| |
| |
| |
V.
De kultus van het geweld in het imperialisme.
Naakt, bruut geweld regeert heden de wereld, en zij die het hanteeren, verhoovaardigen zich daarop.
Er is een tijdperk geweest in de geschiedenis der burgerlijke klasse, dat het anders was; zij ontkende dat haar heerschappij steunde op geweld, zij roemde er op, die in verdragen te hebben gegrondvest. De ‘burgerlijke rechtstaat’ - een fiktie, zooals elke waarachtige gerechtigheid dat moet zijn in een maatschappij wier grondslag ekonomische ongelijkheid, ekonomische uitbuiting is - was de huichelachtige vorm door middel waarvan de burgerlijke klassenstaat zijn wezen van dwang en onderdrukking trachtte onkenbaar te maken; die fiktie paste in de denkwijze van het liberalisme, in het gansche systeem der jonge bourgeoisie.

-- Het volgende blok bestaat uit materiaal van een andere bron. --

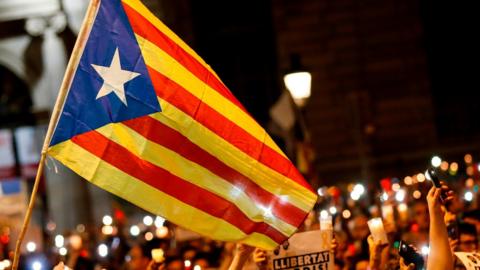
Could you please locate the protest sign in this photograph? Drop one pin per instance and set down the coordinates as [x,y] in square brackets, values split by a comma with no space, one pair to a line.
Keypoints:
[304,251]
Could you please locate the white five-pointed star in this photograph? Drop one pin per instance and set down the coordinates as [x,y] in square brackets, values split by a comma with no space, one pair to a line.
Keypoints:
[114,78]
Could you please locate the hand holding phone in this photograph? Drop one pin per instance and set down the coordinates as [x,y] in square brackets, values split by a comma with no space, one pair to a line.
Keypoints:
[431,174]
[409,255]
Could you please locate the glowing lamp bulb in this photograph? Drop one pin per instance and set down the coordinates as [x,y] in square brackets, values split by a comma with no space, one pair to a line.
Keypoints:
[468,196]
[436,161]
[31,247]
[107,220]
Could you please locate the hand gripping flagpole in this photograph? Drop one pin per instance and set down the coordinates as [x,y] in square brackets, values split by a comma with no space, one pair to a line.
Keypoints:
[67,79]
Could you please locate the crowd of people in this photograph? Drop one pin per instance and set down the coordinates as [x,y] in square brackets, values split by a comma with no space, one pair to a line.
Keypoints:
[434,225]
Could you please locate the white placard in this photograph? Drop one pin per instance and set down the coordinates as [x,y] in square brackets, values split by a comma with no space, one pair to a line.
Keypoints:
[471,260]
[306,251]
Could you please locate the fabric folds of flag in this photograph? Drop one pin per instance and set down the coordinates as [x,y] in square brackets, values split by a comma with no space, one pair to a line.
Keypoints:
[148,120]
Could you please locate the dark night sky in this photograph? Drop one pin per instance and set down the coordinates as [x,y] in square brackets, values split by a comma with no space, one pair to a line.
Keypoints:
[452,49]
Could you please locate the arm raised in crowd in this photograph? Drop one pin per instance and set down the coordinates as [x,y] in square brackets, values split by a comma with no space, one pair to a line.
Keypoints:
[440,256]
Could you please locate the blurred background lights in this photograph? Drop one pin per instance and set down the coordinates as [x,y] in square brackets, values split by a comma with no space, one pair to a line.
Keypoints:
[102,250]
[76,241]
[161,232]
[468,196]
[147,220]
[31,247]
[59,241]
[408,180]
[107,230]
[400,196]
[425,250]
[159,221]
[107,220]
[468,158]
[323,214]
[436,161]
[357,192]
[80,228]
[5,264]
[148,236]
[444,166]
[134,230]
[62,251]
[453,167]
[469,183]
[36,265]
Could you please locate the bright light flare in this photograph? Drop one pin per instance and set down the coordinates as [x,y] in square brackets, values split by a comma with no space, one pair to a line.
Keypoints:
[436,161]
[468,196]
[31,247]
[107,220]
[59,241]
[134,230]
[147,220]
[102,250]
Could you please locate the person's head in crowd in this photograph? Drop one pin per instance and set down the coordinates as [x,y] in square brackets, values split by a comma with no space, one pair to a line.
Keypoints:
[174,263]
[140,256]
[467,237]
[359,227]
[189,252]
[420,214]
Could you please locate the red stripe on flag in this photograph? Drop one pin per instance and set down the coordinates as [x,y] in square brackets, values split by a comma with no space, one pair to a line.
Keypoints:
[161,179]
[223,127]
[175,141]
[143,27]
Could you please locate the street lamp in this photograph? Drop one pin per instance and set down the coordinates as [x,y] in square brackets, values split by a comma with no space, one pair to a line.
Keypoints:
[298,81]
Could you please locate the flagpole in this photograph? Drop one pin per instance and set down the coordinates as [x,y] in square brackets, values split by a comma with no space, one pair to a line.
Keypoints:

In het tijdperk dat de bourgeoisie het vaandel omhoog hief, waarop in schitterende letters ‘Vrede, Vrijheid, Vrije Handel’ geschreven stond, plachten burgerlijke denkers te beweren, en ongetwijfeld geloofden velen van hen het ook, dat het geweld had uitgediend en de dwang tot het verleden behoorden. Door de verspreiding van kennis en de uitbreiding der demokratie zouden de ongelijkheden tusschen de verschillende klassen allengs verminderen, de verhoudingen tusschen de staten geregeld worden door billijkheid en recht: zoo zou een nieuwe, betere orde geboren worden.
Spoedig begonnen deze burgerlijke illusies ook de sociaal-demokratie te beïnvloeden, vooral nadat het proletariaat politieke rechten veroverd had. Zij waande door geleidelijke hervorming den klassenstaat socialistisch te zullen kunnen
| |
| |
maken, de voortdurende uitbreiding der demokratische instellingen en haar eigen ononderbroken groei zouden haar in staat stellen, om zonder felle schokken de staatsmacht in handen te nemen, ten einde die voor hare doeleinden te gebruiken.
Dit was het tijdperk, waarin de arbeidersbeweging zich vreedzaam ontplooide, en in die vreedzame ontplooiïng haar roem vond en haar belang; het tijdperk waarin door heel West-Europa arbeidersscharen vol overtuiging de versregels herhaalden: ‘niet met de waapnen der barbaren, het geesteszwaard slechts voeren wij’.
Maar het was ook het tijdperk waarin het besef der noodzakelijkheid van grenzelooze offervaardigheid in dienst der beweging verflauwde, waarin het scheen of rustige volharding en stipte nauwgezetheid in den organisatorischen arbeid, oneindige vlijt en geduld in het ‘kleine werk’ de krachten waren, die de menschenwereld omhoog konden beuren naar vrijheid en eenheid. De organisatie in partij en vakbond, de kontributie en het stembiljet, alles uiterlijke, mechanische hulpmiddelen in den strijd voor een nieuwe maatschappij - werden meer en meer opgevat als de essentieele krachten, die dien strijd tot een goed einde zouden brengen. Tevens werd zijn zwaartepunt steeds meer verplaatst van de massaas naar de leiders, wier kunde, verstand, geslepenheid en welbespraaktheid de wonderkrachten schenen, die de massaas uit nood en druk zouden verlossen.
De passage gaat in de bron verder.